2. Identify and smother the hot shooter
Kyle Lowry had the hot hand Wednesday, pouring in 30 points on 10-of-15 shooting, including 7-of-9 shooting from 3-point range. Yet the rest of the team let him down in the fourth quarter, going 0-for-15 in the final frame. Overall, non-Lowry Raptors shot just 31.1 percent from the floor and 24.2 percent from long range for the game.
This continues a trend of the past few games for the Raptors, where one of their supporting players steps up while the rest struggle to put the ball through the hoop. In Game 7 against the Philadelphia 76ers, Serge Ibaka shot 6-for-10 and 3-for-5 from deep; the rest of the team shot 35.4 percent from the floor and 16 percent from deep. In Game 6, it was Pascal Siakam making it to 50 percent from the field.

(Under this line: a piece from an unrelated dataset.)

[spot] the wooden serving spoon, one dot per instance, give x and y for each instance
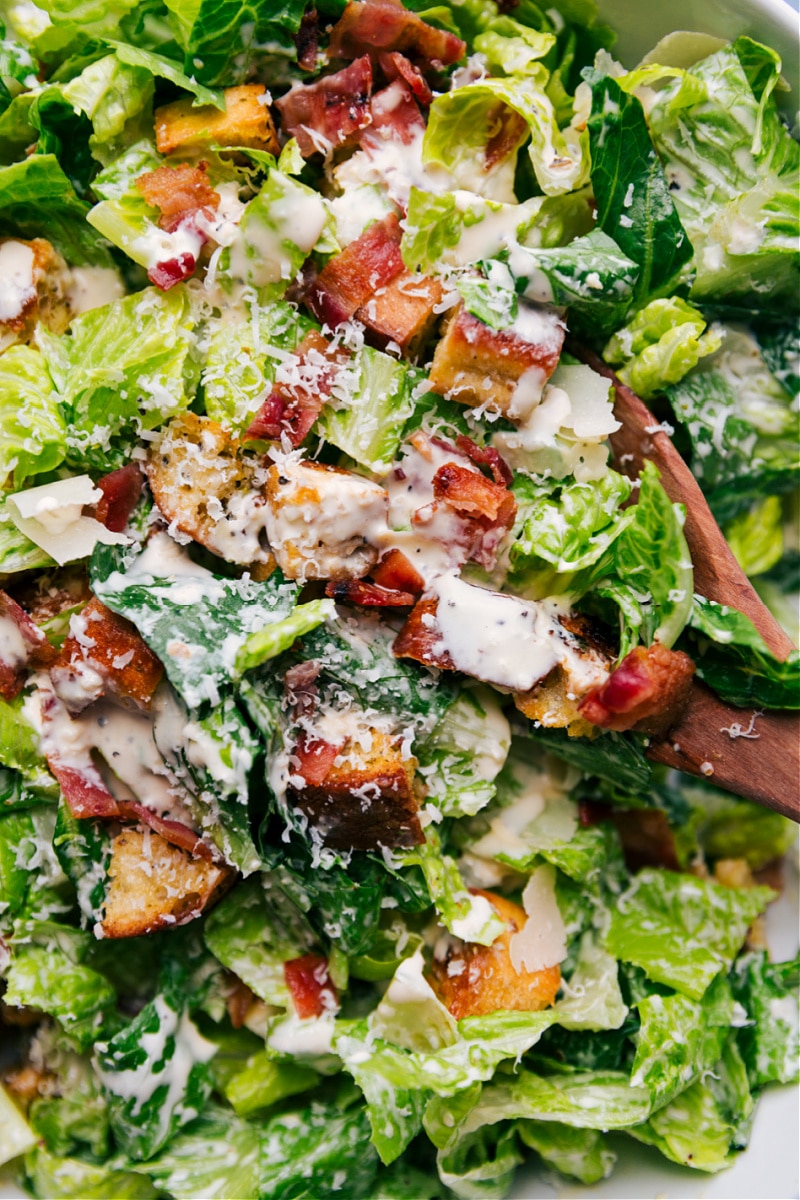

The one blemish on Milwaukee’s defense Wednesday night was not bottling up Kyle Lowry after it was obvious he was cooking, and despite his teammates’ ice-cold shooting, the point guard almost won the game for Toronto anyway. Adjusting to the rhythm of that particular game will be important given the “your turn, my turn” shooting the Raptors are employing.
Milwaukee has the versatile defenders to make such an adjustment, and Giannis Antetokounmpo can provide help defense off of whichever frontcourt player doesn’t have it that night. This sort of approach will put all of the pressure on Toronto to have someone step up and make a shot when the teams’ best options are smothered.